No clinically important changes in pacing threshold were observed after biphasic waveform defibrillation. Bradycardia pacing at conventional pacemaker outputs of three times baseline pulse width threshold from bipolar electrodes dedicated exclusively to pacing or sensing (but not defibrillation) consistently allowed for an adequate safety margin following defibrillation.

摘要

引言

单相波心室除颤电击后,心室起搏阈值显著升高。

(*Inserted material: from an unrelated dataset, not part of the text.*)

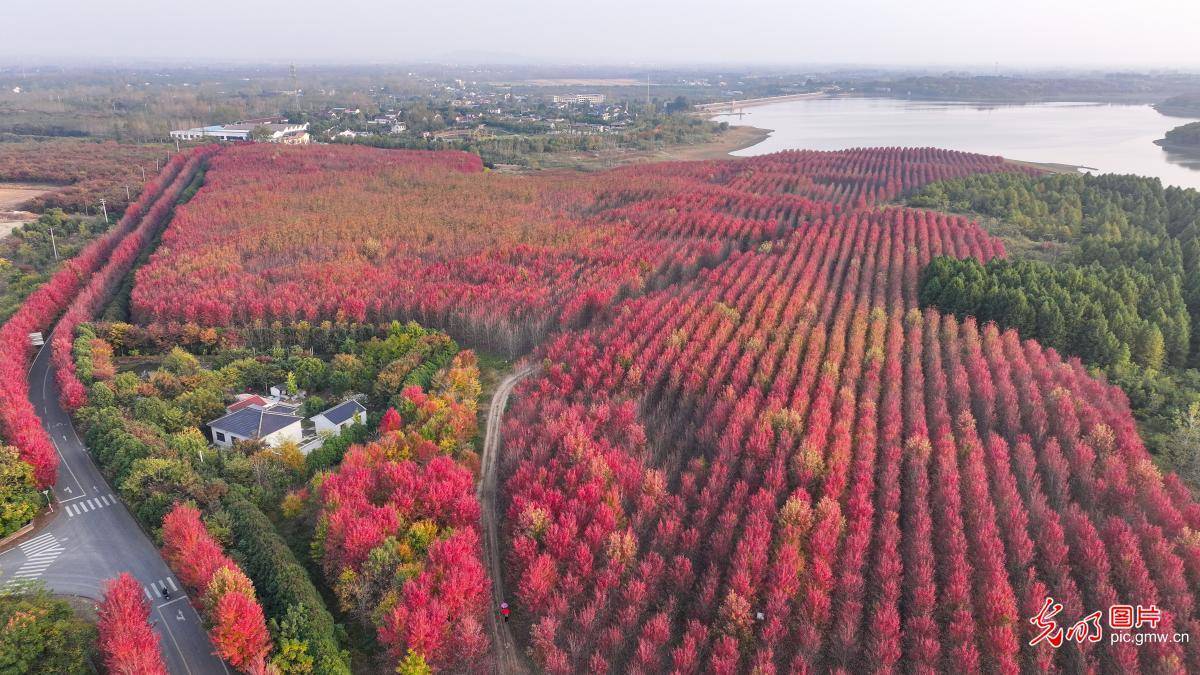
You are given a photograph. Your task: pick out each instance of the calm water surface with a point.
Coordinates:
(1109, 138)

建议采用高输出起搏以确保持续夺获,尤其是对于可能接受除颤的起搏器依赖患者。双相波除颤是否会使这个问题更加严重尚不清楚。这项前瞻性研究的目的是检查植入式除颤器进行单次、多次、低能量和高能量双相除颤电击后心室起搏阈值的系列变化。

方法与结果

前瞻性评估了67例连续接受双相植入式心脏复律除颤器测试的患者除颤前后的双极起搏阈值,以及心室除颤后立即以电击前阈值的三倍进行起搏夺获的充分性。总体而言,在177次心室颤动诱发中的141次(80%)成功除颤后,连续起搏阈值完全没有变化。在任何情况下,电击后阈值脉冲宽度从基线值增加均未超过0.06毫秒,专用双极起搏电极以电击前阈值三倍的脉冲宽度进行起搏也均能成功夺获心室。阈值变化与电击时间、除颤能量、电击次数、电极系统、导线存留时间、电击方向或临床因素均无关。

结论

双相波除颤后未观察到起搏阈值出现具有临床意义的变化。对于专门用于起搏或感知(而非除颤)的双极电极,以基线脉冲宽度阈值三倍的传统起搏器输出进行心动过缓起搏,在除颤后始终能提供足够的安全裕度。